Our dinnertime set-up consisted of Bedouin mats and blankets, laid out on the ground, wedged up against the walls of one of the stone facades, while a large fire gave us light and warmth. We slept in individual tents that we would assemble every night as soon as we got into camp, and disassemble at first light. When water was available, our guides would use cords to wedge a bag of water into the grooves in a wall around the corner from our campsite to allow us to wash off the dust and fatigue of the day.

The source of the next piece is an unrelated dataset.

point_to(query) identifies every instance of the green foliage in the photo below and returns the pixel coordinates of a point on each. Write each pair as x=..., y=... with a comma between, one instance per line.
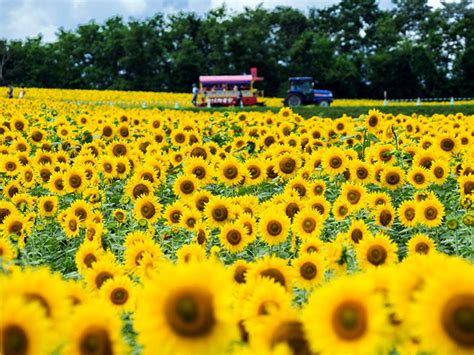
x=354, y=48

We learnt many new climbing techniques we would never have learnt on synthetic climbing walls in Singapore. We saw vistas of the Wadis that took our breath away. We even got to float in Jordan’s famed Dead Sea. But nothing prepared us for the euphoria that overtook our senses when, at the end of our journey, we came across the ancient city of Petra.
There was laughter and there were tears, of both exhaustion and triumph. Undoubtedly, the desert of Jordan and the Valley of the Moon have cast a spell on us; we will always carry a fervent longing to return. But what we discovered at the end was something far more rewarding. We had come to know a people who cherish their liberties enough to want their country to stay out of conflicts and instead chart its own path.
And we knew we had embarked on this journey to support women who have lost everything to war and conflict, and been robbed of their dignity and their right to live in peace; women whose bodies have been violated, and whose self-esteem and freedom have been taken from them. Our expedition is dedicated to these mothers, daughters and sisters who need our help and encouragement to climb out of their misery and conquer their own personal summits.
True to our mission, the creed of our team is simple: Follow your dreams. Live to the fullest. Push your limits. Always challenge yourself. Give back to those who need it most. Celebrate often. Keep humble. Be thankful always. Travel whenever you can. And write your own rules, because footprints on the sands of time are not made by sitting down.